DX Unified Infrastructure Management

  • 1.  Probe to move profiles from one robot to another: generic_cluster probe

    Posted Oct 12, 2010 03:23 PM

    Hi,

    here's a probe I developed, initially for a customer who wanted to have a probe similar to our cluster-probe but it needed to run on AIX.

     

    The probe is written in Java, hence should run on any platform. I've tested it on Windows, Linux and AIX.

     

    It basically allows you to define a set of probe-profiles ( or configuration-file sections ) that you want to switch from one robot to another and you can specify a condition on which robot should run the profiles.

     

    Please make sure you test this probe thoroughly until you are confident that you know how to properly configure the probe as a misconfiguration can remove probe profiles.

     

    As this is a unofficial probe it is not officially supported. 

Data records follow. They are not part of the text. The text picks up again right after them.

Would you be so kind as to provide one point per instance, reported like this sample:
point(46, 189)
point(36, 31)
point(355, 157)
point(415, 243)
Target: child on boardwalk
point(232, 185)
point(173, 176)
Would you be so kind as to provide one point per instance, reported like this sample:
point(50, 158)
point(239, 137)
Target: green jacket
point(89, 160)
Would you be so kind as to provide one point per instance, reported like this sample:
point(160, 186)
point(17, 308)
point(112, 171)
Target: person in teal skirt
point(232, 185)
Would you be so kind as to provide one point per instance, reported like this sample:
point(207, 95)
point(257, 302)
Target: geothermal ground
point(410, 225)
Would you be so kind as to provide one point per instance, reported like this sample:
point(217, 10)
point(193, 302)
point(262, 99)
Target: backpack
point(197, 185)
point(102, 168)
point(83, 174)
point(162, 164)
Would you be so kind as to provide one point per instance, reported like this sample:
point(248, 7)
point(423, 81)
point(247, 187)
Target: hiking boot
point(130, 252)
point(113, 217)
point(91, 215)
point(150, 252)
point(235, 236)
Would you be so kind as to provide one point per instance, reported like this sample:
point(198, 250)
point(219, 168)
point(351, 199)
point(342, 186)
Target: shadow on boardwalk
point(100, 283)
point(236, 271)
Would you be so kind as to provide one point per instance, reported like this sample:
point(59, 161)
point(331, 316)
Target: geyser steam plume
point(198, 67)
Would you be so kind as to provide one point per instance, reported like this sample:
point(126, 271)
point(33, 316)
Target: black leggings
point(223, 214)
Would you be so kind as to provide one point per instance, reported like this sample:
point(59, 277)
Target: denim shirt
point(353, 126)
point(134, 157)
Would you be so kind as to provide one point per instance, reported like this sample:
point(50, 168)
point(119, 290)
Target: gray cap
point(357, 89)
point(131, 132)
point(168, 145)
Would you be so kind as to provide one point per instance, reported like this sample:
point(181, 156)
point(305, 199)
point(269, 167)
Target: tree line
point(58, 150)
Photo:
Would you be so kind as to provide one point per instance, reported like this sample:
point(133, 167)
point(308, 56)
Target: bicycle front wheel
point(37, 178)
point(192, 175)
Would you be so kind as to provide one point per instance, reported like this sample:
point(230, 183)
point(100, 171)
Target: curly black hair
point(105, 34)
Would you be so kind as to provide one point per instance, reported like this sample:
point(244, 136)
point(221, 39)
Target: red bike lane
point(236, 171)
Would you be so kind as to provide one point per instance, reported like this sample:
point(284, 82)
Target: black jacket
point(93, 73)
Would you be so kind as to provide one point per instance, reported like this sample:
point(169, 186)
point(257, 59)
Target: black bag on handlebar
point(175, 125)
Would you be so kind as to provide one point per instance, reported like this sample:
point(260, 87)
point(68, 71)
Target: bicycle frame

    If you have any enhancement requests or questions, please write me an e-mail or post them in this thread.

     

    regards,

    chris



  • 2.  How to make your NAS real high-available

    Posted Oct 28, 2010 05:51 PM

    one problem you will encounter when you want to run the NAS in a high-availability setup using the HA-probe is the topic of auto-operator-profiles and preprocessors.

    Those are not being replicated between the two systems hence when the primary hub goes down, the secondary hub takes over but the ao-profiles and pre-processing-rules need to be transferred manually and activated manually.

     

    Here's a How-To how you can enable the auto-failover of those as well.

     

    Prerequisites:

    - you have two fully working NAS's

    - you have NAS-replication set up between the two NAS's and have activated the replication of scripts (!!!)

    - you have set up the HA-probe to take care of enabling/disabling all your queues, etc.

     

    What you have to do:

    In my scenario, there are two hubs, the primary one is /win08vm/primaryhub/win08-01, the secondary is /win08vm/deb01/deb01. When win08-01 goes down, deb01 should take over.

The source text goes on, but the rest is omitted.